What's the difference between a solar flare and a coronal mass ejection? And how do they lead to auroras?
Category
🤖
TechTranscript
00:00Solar flares is just the bright flash that you'll see of radiation from that field line snapping
00:06that energy release. A coronal mass ejection is some of the sun's like plasma soup actually being
00:12like burped out of the sun. I love that phrase plasma soup. Yeah, tasty plasma soup. I mean,
00:19pretty, but I mean, a little terrifying, right? I mean, does it affect Earth? Um, so it does,
00:29but not in like a, so not in a, in an always really terrible way. Most of the time,
00:36the Earth has a pretty strong magnetic field, which is really, really good news for us because
00:41it protects us from all of these like highly energized particles that the sun has just spewed
00:46out at us. Um, in this case at like speeds of like 2 million miles per hour, which is just,
00:51I guess, 33 times less than the speed of light pretty quick. Um, so what the Earth's magnetic
00:58field will do is it will absorb all of these particles. The energy will go into stretching
01:04out the magnetic field in space. So it's like, it's kind of bunched out towards the, it gives
01:10it a long tail. Um, and then most of those particles will gather kind of towards the poles where they
01:18will like go downwards and then energize some of the molecules in the atmosphere. And when these,
01:24when these, um, molecules in the atmosphere then give out light, um, to, in order to kind of go down
01:30to a lower energy level, that's what, why we see the Aurora. Now, because there's so many of these
01:36like particles coming in, you're getting auroras much lower down, um, along the Northern hemisphere
01:42than you would normally expect to see. That's, that's, that's, that's a pretty, that's a nice
01:48effect there. Um, and I know that, uh, people had already taken video from it.
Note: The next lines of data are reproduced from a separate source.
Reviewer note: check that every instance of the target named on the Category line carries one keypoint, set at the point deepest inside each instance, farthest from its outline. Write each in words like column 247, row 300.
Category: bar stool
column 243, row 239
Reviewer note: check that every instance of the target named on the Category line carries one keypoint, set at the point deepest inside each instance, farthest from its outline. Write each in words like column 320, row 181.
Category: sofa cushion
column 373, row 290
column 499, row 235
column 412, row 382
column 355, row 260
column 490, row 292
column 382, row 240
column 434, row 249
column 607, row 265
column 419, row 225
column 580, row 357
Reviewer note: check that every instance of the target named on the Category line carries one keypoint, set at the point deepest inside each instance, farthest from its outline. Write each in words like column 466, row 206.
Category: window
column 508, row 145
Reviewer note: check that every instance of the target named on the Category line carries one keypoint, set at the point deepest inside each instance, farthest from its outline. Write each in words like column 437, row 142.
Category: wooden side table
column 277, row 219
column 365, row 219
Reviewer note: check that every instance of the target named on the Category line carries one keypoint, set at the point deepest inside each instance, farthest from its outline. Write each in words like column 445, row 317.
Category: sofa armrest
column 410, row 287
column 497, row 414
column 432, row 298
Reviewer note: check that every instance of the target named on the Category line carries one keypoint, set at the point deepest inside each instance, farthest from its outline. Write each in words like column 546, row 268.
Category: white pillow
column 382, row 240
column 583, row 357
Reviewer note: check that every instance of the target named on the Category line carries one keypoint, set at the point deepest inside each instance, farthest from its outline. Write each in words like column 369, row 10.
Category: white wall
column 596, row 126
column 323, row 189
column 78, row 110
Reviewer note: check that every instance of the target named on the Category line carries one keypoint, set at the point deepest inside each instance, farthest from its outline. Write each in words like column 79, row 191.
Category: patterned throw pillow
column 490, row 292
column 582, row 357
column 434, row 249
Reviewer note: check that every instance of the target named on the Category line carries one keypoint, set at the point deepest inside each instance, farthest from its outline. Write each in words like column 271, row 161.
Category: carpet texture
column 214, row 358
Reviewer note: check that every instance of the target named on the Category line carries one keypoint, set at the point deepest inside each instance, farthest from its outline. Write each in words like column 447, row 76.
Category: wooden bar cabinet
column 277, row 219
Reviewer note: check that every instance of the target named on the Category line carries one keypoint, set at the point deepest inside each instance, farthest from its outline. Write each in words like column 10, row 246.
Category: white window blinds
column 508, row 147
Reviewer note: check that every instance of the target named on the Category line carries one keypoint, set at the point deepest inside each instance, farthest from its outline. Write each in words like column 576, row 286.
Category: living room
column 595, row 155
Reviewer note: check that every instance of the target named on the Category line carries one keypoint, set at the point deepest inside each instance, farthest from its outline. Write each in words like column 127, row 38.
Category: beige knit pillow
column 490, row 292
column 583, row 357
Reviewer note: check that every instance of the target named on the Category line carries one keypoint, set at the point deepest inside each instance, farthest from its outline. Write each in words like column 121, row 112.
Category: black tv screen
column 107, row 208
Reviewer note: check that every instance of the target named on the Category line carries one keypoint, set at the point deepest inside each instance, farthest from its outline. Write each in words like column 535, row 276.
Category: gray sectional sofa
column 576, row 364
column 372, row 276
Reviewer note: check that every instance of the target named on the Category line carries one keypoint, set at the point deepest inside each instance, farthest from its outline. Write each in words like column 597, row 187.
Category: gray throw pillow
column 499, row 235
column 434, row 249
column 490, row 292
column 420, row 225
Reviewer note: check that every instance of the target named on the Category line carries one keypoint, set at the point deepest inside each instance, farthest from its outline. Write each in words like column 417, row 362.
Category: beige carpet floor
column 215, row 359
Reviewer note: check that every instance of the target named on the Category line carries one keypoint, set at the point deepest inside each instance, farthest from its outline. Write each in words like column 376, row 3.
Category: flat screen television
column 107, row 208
Uh, this is from,
01:55uh, Manitoba in Canada. Beautiful, just absolutely beautiful. Yeah. Yeah. Yeah. And like, I think also
02:03you could see the Aurora in the U S certainly like as far south as Pennsylvania, Iowa and Oregon over
02:09the last few days as well. Oh, right. On a spaceweather.com that you guys were sharing
02:15information from, uh, they showed some pictures purple. I mean, purple, what a, what an aura that
02:22earth is giving off of this Aurora. And you know, I, uh, when you mentioned polls, I'm like, that's why
02:30they're always up there towards the polls. We got to get closer to some polls, Ben.